In normal physiological conditions, mitochondria are oblong under an electron microscope, with complete inner and outer membranes, cristae and matrix, and a clear intermembrane space. Mitochondria are connected in the cell, presenting a three-dimensional tubular network structure. Mitochondrial morphology is the structural basis for its function.

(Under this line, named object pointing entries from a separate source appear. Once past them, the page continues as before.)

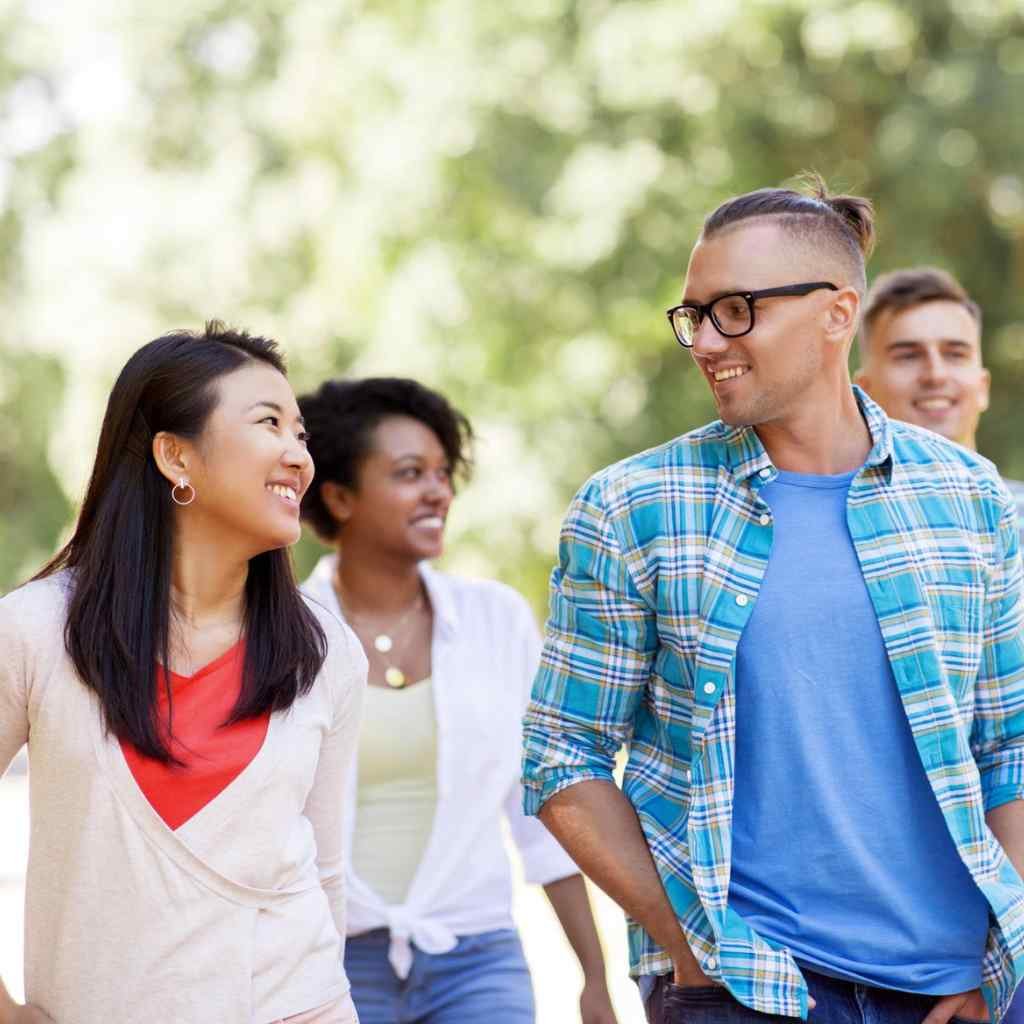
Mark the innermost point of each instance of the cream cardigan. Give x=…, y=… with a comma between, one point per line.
x=236, y=916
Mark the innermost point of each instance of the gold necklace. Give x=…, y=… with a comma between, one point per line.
x=384, y=641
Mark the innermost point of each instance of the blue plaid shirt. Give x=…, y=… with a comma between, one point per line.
x=662, y=556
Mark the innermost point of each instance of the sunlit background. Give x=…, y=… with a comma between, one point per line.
x=498, y=199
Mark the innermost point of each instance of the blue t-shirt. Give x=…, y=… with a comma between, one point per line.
x=840, y=852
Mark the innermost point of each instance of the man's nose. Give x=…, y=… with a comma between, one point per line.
x=298, y=456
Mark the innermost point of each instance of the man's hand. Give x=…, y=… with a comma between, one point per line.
x=967, y=1006
x=595, y=1004
x=687, y=974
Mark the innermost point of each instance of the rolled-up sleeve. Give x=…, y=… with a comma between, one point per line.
x=600, y=642
x=997, y=732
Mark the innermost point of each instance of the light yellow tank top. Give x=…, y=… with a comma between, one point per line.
x=397, y=787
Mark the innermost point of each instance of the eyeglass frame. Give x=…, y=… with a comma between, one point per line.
x=705, y=310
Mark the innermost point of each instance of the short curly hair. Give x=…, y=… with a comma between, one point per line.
x=341, y=416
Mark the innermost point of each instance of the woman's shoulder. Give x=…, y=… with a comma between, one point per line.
x=39, y=605
x=473, y=600
x=472, y=590
x=345, y=663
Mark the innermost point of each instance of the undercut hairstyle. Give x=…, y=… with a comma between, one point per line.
x=901, y=290
x=341, y=417
x=119, y=558
x=811, y=216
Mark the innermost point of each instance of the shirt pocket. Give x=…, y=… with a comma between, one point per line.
x=955, y=607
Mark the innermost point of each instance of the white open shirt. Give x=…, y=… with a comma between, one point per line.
x=485, y=651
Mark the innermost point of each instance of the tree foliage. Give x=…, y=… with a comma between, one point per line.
x=497, y=199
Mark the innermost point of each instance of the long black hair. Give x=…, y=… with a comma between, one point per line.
x=119, y=611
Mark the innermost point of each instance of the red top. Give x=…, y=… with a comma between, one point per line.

HIF-1 regulated mitochondrial morphology, such as size, shape, and structure, which might underlie functional changes or might be secondary to functional regulation [43,44]. Chiche et al. [37] incubated tumor cells in hypoxia, such as LS174Tr cells and renal cells carcinoma 786-Ocells, which had unusually enlarged mitochondria. Induced by tetracycline (Tet) of HIF-1α or the mutation of VHL, it was constitutive for stable HIF-1α protein through a HIF-1-dependent mechanism. Chen et al. [45] treated rat mesangial cells (RMC) with bicalutamide (Bic) to up-regulate the expression of HIF-1α. In the majority of the mitochondria, cristae were lacking and the mitochondria were moderately or severely swollen. It also indicated the impairment of mitochondrial metabolic function. Chen et al. [38] discovered that HIF-1α regulated Drp1 expression directly in hypoxia-induced pulmonary vascular remodeling.